Slow Requests on AU Server

Incident Report for ResDiary

Postmortem

At 07:29 BST our engineers were notified that the Australian diary application was experiencing reduced performance. After investigating, we found a large amount of requests queued up with processing times significantly increased. Our engineers began the process of recycling the Australian web servers to get rid of queued up requests that were never going to complete in time. This process was completed by around 07:50, after which time the performance of the diary began to get back to normal.

After further investigation, we have discovered that the problem was triggered by the backend database for the application automatically choosing a different plan for a particular query. In this case, switching plans caused the database to fallback to retrieving information from disk instead of from memory, which caused queries to take much longer to return with the required information.
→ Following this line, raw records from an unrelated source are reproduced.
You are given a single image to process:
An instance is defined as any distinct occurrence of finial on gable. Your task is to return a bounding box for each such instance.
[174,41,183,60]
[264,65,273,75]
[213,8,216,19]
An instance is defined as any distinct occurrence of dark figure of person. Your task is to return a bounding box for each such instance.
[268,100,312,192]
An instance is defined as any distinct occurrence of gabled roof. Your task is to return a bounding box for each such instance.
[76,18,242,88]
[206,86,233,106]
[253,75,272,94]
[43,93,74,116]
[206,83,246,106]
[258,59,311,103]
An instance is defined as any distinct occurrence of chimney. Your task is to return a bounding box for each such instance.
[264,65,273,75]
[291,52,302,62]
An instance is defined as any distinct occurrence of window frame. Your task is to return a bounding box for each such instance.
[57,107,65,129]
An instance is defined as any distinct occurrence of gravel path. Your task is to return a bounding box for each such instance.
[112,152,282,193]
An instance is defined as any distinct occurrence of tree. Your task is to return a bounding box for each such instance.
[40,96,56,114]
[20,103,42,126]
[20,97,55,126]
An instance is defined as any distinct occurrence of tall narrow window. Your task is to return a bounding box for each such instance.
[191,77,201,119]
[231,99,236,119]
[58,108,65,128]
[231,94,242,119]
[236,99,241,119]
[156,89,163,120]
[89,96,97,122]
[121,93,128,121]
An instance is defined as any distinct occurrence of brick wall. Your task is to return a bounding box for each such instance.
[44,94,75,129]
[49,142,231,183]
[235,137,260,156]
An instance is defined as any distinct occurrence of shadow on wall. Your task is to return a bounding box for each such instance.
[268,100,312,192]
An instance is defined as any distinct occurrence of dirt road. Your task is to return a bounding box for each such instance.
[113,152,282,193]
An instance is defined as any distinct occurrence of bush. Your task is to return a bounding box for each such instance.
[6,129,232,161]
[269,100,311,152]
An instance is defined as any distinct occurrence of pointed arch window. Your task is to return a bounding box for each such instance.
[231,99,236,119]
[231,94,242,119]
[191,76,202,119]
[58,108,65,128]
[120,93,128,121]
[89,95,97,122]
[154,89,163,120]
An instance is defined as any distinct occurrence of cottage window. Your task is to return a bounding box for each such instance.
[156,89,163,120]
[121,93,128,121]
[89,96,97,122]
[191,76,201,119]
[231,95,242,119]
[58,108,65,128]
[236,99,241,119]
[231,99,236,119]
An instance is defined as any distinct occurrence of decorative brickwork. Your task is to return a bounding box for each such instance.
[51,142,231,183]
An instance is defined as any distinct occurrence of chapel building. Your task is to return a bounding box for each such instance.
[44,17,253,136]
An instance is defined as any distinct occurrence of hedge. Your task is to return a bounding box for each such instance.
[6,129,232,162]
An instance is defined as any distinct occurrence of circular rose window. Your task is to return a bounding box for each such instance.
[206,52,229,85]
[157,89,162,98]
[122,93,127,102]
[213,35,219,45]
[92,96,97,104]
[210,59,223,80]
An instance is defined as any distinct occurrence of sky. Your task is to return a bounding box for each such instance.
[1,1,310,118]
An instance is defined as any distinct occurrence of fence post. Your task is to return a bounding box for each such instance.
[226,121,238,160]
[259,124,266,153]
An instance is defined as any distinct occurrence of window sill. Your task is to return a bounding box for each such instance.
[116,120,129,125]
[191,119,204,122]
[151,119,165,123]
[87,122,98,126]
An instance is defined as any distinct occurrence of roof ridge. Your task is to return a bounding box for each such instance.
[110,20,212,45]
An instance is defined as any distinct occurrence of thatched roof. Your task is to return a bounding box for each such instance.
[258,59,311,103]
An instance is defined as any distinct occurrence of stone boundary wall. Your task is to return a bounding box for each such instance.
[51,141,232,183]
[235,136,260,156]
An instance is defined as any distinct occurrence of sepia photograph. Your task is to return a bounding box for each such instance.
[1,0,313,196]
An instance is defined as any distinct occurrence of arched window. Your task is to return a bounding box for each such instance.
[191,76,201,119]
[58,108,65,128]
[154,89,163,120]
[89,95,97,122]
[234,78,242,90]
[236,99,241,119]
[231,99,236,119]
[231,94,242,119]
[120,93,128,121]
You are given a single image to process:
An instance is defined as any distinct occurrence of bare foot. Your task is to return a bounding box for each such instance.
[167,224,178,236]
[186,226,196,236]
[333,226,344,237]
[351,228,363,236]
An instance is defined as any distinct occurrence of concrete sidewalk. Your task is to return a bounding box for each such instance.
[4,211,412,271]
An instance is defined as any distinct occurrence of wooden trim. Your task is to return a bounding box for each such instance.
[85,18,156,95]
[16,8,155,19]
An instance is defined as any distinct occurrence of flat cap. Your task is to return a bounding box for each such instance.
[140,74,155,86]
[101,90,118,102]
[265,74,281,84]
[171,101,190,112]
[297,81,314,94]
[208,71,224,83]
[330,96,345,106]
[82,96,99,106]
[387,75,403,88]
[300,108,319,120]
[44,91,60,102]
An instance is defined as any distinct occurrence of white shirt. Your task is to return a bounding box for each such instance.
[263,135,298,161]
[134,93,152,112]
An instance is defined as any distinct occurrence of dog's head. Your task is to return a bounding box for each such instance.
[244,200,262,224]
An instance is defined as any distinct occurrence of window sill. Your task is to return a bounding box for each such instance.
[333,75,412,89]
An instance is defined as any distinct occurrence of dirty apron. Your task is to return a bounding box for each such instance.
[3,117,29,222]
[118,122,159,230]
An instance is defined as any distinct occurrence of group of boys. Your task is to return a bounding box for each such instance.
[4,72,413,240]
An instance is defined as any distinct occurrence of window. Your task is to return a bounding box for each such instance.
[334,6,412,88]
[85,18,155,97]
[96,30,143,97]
Our working theory is that the new plan required much more memory to execute, which caused the database to free up memory which had previously been used to increase the speed of other queries.

When database queries started taking longer to process, it caused a large backlog of requests on our web servers, which then put increased pressure on the database. When our engineers recycled the web servers, this reduced the pressure on the database, which allowed it to begin to perform more normally. The database continued to experience reduced performance until around 09:30, at which point it automatically switched to a better performing query, although most customer facing impact would have been solved by around 07:50.

We understand the impact this can cause to our restaurant customers, especially as we are getting into the busiest time of the year, and we apologise for it. To prevent an outage like this from happening again, we are taking the following steps:

We have immediately scaled up the Australian database as a short term mitigating measure.
We are analysing the affected query to try to reduce the amount of resources it requires, to make a situation like this less likely.
We are investigating whether we can take measures that will allow our web servers to automatically recover instead of requiring engineers input.

Posted Nov 27, 2018 - 15:21 UTC

Resolved

We have been monitoring the AU diary for the past few hours, and the system has been behaving normally. We are continuing to investigate the cause of the problem, and will provide a post-mortem report later.

Posted Nov 22, 2018 - 10:45 UTC

Monitoring

The AU servers are continuing to respond as normal. However, we are still monitoring closely while we investigate what the cause of the problem was.

Posted Nov 22, 2018 - 08:56 UTC

Update

The performance on the Australian servers is returning to normal but we are continuing to monitor closely.

Posted Nov 22, 2018 - 08:04 UTC

Investigating

We are aware of an issue on the AU server affecting diary performance. This is currently being investigated.

Posted Nov 22, 2018 - 07:50 UTC

This incident affected: ResDiary Application (Australia).